Some experts argue that remote work is leading to a lack of productive output. CEO's like JPMorgan's Jamie Dimon and Salesforce's Marc Benioff have long maintained that in-person workers perform better than their remote colleagues. They argue that employees working from home are more easily distracted with household chores, errands, and care-taking responsibilities, which negatively impact their focus and productivity.


However, others say remote work could just be one factor in the productivity plunge. In a recent interview, Gregory Daco, the chief U.S. economist at Oxford Economics, pointed out that the unprecedented "The Great Resignation" that saw people quitting their jobs en masse, coupled with an early retirement trend, has set a record high for job-switching. In turn, the frequent job turnovers have made it tough for companies to train new employees, which has led to a lack of productivity.


Daco predicts that productivity will return to normal levels soon, and that remote work could actually improve productivity if companies manage to strike an ideal balance between in-person and remote working. "The whole idea of remote work and flexible work is to allow people to be more productive," Daco said.


While it's still not entirely clear what's behind the decline in productivity, Daco remains optimistic that workers and bosses are moving toward an equilibrium, where all sides are trying to maximize efficiency and get work done in a shorter amount of time. Increased productivity would help curb supply-chain issues, reduce inflation, and ease labor and capital constraints that are currently impacting the economy.


Trust: The Key to Unlocking the Benefits of Flexible Work


Flexible work has been a widely adopted trend in the modern workplace. The ability to work remotely and on your own terms is an attractive proposition for both employees and employers. However, there is one major concern that has been plaguing the adoption of flexible work: trust.


Trust is a significant factor that plays a role in the overall success of flexible work arrangements. According to Gregory Daco, chief economist at Oxford Economics, the lack of trust in employees to work remotely and produce results is what's keeping some leaders from adopting these arrangements.


Daco suggests that whether working from the office is more efficient than working remotely depends on various factors, including the nature of your industry and the population you employ. However, in the case of white-collar jobs, it is undeniable that employees can work remotely and still deliver results. The key here is whether employers trust that their employees are being productive while working remotely.
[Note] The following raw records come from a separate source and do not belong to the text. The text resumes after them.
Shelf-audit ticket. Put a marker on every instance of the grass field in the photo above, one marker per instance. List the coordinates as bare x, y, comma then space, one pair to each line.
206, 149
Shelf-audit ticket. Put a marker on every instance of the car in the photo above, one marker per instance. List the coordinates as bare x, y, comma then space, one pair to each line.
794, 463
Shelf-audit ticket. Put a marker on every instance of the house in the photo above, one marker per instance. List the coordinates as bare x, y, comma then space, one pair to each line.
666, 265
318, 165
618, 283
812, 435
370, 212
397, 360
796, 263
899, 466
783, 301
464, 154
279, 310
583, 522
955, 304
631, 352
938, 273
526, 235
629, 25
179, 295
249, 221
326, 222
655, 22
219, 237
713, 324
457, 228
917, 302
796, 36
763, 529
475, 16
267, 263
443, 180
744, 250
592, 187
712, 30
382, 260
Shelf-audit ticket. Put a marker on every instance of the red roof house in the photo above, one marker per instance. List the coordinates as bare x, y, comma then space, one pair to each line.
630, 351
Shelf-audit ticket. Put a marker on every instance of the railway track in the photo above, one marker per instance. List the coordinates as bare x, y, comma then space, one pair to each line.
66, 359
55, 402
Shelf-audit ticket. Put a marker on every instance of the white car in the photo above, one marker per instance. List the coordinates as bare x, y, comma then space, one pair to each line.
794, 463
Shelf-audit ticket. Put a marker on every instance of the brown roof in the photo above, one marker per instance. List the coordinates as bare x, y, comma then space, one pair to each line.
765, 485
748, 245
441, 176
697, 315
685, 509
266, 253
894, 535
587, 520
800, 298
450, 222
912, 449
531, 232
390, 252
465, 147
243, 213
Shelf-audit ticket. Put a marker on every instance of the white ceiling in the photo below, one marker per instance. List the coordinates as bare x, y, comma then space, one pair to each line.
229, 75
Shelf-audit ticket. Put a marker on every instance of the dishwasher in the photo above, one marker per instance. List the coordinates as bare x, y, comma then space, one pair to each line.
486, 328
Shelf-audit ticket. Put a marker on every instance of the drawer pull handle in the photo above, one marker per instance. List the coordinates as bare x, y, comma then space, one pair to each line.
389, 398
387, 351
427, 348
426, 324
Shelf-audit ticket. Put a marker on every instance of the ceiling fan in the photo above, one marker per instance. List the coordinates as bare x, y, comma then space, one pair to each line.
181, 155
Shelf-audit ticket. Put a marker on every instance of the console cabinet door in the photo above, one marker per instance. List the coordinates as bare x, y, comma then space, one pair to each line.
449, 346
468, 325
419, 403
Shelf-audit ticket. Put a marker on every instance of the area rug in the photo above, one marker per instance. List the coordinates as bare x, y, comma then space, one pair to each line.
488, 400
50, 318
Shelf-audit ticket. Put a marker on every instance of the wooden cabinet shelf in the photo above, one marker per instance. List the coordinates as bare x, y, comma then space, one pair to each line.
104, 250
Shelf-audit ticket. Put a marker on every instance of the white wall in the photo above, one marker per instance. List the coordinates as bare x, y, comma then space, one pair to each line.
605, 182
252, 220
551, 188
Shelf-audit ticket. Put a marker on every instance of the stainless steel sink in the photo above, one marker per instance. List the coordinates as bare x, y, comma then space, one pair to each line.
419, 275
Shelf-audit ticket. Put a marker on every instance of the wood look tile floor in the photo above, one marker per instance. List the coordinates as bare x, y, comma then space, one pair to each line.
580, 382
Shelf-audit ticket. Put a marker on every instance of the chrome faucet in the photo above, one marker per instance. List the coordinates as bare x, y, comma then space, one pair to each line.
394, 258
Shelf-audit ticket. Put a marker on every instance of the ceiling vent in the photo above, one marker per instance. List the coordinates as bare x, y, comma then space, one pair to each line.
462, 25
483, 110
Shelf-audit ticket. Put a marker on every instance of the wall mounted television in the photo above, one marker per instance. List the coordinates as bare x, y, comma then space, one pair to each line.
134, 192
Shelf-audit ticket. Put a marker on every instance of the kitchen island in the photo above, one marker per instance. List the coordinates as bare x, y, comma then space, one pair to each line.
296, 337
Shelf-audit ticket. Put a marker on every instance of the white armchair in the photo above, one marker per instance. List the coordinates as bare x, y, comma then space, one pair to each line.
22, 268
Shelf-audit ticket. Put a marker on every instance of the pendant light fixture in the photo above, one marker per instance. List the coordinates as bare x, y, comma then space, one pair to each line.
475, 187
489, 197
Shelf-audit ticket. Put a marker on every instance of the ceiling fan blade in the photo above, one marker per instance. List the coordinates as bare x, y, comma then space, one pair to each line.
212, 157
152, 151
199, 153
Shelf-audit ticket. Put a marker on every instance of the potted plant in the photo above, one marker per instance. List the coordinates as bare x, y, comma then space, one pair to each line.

The significance of this trust factor can't be overstated. As the labor market cools and employment growth shrinks, the power dynamic between employee and employer will shift towards the latter. So, if employers are not confident that their employees are working remotely, they'll likely insist on in-office arrangements.


Daco predicts that a hybrid arrangement, with employees working three to four days in the office, is likely to remain as labor markets cool. However, with the absence of productivity growth, the Fed will likely act more "hawkish" than "dovish," leading to high levels of inflation.


Overall, the key to unlocking the benefits of flexible work lies in building trust and confidence between employers and their employees. Only by doing so will we be able to fully embrace this modern workplace concept and optimize its potential.